Toen ik me nog maar pas met bomen bezig
hield en ik het erg moeilijk vond om aan de
hand van de bladeren de bomen te
herkennen, deed iemand mij een hulpmiddel
aan de hand: "Ik herken de Vlier altijd aan de
eigenaardige geur, die ontstaat wanneer je
een blad fijnwrijft", zei hij. En inderdaad, die
geur is zo apart, dat je hem uit duizenden
(nou ja) kunt herkennen. Ook de bloesem van
de Vlier is opvallend geurig, hoewel die niet
erg aantrekkelijk schijnt te zijn voor
insecten.
Een geneeskrachtige lekkernij.
Het is bekend, dat de Vlier vroeger werd
beschouwd als de huisapotheek voor de
gewone mensen.
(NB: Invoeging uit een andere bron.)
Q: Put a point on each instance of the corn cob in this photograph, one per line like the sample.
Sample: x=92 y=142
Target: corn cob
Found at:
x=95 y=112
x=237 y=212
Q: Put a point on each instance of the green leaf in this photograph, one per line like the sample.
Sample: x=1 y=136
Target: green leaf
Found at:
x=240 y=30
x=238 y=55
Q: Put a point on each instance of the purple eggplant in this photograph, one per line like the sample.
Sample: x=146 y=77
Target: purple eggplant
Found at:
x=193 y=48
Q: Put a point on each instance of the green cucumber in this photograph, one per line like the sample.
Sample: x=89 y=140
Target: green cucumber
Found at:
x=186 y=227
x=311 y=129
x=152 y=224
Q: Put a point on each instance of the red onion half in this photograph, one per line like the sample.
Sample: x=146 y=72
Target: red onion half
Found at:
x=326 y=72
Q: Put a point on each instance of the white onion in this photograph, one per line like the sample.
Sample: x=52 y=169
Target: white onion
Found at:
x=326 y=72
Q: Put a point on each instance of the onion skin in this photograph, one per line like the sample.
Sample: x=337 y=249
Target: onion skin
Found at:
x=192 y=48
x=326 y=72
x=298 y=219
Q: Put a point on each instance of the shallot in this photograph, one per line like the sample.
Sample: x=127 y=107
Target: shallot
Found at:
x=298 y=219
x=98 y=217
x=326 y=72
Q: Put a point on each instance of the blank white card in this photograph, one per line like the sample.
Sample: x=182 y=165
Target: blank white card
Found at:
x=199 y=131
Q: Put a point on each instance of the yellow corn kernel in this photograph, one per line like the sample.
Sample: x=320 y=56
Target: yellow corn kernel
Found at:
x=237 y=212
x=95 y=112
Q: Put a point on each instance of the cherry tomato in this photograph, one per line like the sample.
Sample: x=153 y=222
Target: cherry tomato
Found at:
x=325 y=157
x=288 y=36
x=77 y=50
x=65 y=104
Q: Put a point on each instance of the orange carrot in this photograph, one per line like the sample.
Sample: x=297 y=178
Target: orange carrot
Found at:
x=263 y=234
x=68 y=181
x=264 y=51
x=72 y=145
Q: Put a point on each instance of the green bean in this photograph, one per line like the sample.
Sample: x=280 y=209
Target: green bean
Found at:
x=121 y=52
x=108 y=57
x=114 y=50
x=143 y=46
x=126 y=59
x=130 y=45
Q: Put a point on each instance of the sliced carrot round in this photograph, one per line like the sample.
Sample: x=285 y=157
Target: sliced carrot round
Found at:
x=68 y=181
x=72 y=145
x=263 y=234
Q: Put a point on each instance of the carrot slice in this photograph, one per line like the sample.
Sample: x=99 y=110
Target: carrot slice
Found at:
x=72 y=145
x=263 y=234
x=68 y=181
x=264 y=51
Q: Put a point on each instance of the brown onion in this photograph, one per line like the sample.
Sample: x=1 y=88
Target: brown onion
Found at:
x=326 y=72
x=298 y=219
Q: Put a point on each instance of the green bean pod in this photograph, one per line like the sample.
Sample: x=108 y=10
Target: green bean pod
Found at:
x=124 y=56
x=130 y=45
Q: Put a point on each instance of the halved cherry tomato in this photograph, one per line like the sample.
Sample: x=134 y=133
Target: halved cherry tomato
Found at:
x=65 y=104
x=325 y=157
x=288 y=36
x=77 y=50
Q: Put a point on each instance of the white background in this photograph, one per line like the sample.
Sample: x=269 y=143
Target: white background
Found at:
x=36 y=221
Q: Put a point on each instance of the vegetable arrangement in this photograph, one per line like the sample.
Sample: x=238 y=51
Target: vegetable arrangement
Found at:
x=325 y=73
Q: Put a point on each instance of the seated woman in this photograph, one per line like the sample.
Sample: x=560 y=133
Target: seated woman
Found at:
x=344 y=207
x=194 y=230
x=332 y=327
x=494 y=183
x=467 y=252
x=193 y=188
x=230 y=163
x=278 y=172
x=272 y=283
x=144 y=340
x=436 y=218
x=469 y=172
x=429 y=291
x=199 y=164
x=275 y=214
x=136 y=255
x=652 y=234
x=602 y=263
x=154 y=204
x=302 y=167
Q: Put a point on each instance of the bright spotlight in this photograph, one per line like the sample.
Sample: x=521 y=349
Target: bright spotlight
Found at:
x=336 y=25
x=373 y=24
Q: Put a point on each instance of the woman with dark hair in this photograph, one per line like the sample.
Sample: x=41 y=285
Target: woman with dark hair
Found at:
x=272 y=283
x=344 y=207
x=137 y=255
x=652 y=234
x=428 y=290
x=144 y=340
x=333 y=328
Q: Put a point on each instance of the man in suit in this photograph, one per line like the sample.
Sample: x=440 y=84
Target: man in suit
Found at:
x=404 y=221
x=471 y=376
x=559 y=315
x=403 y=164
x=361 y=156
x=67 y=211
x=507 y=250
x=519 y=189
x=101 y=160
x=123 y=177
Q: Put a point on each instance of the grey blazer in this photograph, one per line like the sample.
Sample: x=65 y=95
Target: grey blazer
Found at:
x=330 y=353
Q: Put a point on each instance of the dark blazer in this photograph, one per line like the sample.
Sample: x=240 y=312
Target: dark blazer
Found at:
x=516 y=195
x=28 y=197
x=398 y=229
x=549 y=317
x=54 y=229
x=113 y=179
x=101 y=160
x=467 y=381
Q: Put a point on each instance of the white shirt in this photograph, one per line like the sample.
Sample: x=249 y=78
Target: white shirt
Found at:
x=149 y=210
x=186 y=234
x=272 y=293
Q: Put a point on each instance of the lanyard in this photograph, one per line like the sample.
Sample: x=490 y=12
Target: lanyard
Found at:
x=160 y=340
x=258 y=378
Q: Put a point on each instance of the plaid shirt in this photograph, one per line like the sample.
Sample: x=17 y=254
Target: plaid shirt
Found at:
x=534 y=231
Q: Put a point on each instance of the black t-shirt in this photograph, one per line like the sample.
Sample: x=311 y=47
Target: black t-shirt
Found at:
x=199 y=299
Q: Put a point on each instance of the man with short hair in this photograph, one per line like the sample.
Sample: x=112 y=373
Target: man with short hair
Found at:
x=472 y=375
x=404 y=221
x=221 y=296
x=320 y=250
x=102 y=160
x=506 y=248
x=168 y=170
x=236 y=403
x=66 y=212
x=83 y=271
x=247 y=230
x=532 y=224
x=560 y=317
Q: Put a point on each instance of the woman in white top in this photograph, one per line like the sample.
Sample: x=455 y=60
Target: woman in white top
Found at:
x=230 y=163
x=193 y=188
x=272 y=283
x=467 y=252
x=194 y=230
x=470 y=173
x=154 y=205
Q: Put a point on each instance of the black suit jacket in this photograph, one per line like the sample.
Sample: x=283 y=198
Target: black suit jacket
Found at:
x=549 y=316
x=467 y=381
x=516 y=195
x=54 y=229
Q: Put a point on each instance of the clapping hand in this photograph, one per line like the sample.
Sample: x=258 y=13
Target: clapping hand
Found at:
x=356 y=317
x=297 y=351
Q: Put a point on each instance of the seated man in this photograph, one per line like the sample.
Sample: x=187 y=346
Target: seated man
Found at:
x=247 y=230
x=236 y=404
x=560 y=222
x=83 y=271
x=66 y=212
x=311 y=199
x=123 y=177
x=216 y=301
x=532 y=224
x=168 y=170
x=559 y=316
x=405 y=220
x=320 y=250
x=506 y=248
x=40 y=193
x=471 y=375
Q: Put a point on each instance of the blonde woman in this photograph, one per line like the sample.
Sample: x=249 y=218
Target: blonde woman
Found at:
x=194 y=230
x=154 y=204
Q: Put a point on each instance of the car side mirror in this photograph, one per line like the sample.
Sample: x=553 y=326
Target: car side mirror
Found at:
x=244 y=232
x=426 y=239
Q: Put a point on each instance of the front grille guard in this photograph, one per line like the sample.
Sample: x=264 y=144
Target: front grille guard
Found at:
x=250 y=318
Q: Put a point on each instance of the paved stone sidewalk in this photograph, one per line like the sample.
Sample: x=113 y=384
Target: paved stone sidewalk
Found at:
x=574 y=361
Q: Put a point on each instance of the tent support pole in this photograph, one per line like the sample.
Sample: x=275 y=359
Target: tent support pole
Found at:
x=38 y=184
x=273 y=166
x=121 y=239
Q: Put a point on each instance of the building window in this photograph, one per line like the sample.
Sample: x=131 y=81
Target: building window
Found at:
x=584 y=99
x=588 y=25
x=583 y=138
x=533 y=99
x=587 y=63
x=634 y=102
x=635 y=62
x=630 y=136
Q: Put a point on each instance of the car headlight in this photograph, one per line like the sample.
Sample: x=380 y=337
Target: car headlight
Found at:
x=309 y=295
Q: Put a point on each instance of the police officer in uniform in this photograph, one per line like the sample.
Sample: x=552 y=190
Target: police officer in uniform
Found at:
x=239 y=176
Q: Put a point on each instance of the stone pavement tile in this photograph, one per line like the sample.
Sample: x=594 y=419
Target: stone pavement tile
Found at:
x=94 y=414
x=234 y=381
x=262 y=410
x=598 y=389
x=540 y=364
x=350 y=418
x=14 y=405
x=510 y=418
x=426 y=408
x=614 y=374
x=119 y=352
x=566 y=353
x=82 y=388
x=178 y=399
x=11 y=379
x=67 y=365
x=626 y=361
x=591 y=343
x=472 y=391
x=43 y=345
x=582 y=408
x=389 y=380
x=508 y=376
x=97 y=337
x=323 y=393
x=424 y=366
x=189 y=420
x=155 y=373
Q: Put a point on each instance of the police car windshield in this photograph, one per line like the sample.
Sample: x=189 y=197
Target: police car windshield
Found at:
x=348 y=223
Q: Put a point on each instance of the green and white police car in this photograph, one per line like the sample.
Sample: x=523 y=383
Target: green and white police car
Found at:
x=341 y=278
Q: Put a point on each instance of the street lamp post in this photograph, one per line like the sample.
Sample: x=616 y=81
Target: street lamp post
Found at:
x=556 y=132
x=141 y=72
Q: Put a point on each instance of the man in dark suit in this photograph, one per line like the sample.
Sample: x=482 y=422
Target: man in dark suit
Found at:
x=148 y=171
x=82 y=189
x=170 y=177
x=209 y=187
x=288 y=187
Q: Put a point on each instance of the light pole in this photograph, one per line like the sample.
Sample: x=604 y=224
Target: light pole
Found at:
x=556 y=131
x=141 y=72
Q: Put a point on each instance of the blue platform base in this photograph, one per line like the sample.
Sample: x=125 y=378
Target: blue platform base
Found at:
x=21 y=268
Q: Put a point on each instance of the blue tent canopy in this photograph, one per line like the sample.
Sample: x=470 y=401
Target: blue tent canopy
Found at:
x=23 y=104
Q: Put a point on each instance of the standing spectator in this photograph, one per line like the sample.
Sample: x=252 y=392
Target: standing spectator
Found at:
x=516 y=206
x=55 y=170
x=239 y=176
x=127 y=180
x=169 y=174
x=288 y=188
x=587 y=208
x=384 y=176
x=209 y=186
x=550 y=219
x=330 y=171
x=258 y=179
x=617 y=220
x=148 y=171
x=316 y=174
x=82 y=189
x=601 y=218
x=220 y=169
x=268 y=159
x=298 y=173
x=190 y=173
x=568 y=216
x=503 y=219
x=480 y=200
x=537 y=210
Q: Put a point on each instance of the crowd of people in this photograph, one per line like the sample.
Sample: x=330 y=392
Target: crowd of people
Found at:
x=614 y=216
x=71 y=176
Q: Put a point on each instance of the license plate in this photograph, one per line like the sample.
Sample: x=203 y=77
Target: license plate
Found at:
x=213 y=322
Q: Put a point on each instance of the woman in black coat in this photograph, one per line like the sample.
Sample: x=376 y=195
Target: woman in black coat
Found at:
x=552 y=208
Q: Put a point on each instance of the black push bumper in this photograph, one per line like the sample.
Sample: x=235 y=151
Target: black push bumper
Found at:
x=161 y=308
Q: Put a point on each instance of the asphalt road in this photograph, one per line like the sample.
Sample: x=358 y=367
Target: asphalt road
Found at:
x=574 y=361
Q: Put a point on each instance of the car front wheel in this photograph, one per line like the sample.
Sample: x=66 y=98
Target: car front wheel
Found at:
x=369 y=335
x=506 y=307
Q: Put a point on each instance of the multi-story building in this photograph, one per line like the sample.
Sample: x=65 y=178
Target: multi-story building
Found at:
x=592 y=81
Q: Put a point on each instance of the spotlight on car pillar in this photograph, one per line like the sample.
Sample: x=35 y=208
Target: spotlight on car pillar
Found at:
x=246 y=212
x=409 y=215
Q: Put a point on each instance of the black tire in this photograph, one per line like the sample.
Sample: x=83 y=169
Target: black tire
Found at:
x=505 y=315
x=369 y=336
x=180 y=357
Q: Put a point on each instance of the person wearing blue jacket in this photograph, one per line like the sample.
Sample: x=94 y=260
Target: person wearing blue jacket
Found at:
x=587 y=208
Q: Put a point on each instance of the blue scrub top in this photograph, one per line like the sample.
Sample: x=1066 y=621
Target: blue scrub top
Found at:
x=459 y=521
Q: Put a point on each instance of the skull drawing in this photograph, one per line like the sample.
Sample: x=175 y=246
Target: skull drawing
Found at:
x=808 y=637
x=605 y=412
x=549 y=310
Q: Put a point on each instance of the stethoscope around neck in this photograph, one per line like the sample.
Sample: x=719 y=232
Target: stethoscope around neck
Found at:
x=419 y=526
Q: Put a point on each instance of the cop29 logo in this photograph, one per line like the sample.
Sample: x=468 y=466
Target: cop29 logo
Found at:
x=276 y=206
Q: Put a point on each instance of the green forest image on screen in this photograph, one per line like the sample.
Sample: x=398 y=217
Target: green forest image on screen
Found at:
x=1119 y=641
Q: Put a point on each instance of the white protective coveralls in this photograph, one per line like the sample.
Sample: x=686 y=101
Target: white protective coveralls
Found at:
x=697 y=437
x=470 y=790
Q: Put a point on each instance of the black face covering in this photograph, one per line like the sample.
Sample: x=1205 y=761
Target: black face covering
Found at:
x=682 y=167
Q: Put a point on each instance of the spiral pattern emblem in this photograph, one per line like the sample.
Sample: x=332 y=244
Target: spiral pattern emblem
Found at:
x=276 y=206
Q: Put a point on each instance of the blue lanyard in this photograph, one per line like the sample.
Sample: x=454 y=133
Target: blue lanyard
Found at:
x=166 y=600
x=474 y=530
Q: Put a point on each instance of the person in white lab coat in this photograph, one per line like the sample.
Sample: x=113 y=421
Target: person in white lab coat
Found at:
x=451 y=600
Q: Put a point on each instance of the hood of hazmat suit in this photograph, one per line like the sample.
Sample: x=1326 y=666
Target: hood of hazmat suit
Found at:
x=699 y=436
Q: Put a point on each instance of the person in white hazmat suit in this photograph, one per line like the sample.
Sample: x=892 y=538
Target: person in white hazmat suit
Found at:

Vele kwalen en ziektes
werden bestreden met "brouwsels" van
vlierbloesem en vlierbessen. Ook nu worden
zijn geneeskrachtige eigenschappen nog vaak
aangewend. In het boekje "Overzicht van de
meest gebruikte Geneeskrachtige Kruiden en
Keukenkruiden" van het plaatselijk Reformhuis Scala staan een twintigtal kwalen
waartegen de Vlier een genezende werking
heeft. In verband met het schrijven van dit
stukje heb ik enkele recepten beproefd en
ervaren, dat ze in ieder geval heel smakelijk
zijn. Probeer het zelf ook maar eens. Over
een maand zijn er weer vlierbessen in
overvloed en in de bibliotheek staan
voldoende kruidenboeken waarin
"vlierrecepten" te vinden zijn.
Het viel mij op dat de jonge wrattige twijgen
kantig en gemakkelijk door te breken waren,
terwijl de schors van de oude stam sterk
gegroefd was en het hout keihard bleek te
zijn. De schors van enkele Vlieren op de
vuilnisbelt was voor een groot gedeelte
bedekt met fluweelmos. Een mossoort met
kleine blaadjes, die je vaak op Vlieren
aantreft.
Judasoor
Paddestoelen hebben vaak betekenisvolle
namen. Denk daarbij aan de Aardappelbovist,
het Eekhoorntjesbrood, het Geweizwammetje
enz. Zo is er ook een paddestoel, die de naam
Judasoor draagt. Een tamelijk zeldzame
paddestoel, die hoofdzakelijk te vinden is aan
…… de Vlier. Op plaatsen waar oude
vlierbomen staan, moet u maar eens naar die
paddestoel zoeken. Hij heeft de vorm van een
oor en is bruinrood van kleur en zacht
behaard. Vorig jaar heb ik die paddestoel
tijdens een excursie in Bakkeveen gevonden
op een oude Vlier. Een van de deelnemers
wist toen te vertellen, dat Judas zich, nadat
hij Jezus verraden had, opgehangen had aan
een Vlier. Door het afbreken van een tak was
hij daarbij een oor kwijt geraakt. Sinds die
tijd komt, als herinnering daaraan, op
sommige oude Vlieren het zogenaamde
Judasoor voor. Legenden rond bomen maken
deze nog interessanter dan ze al vaak zijn.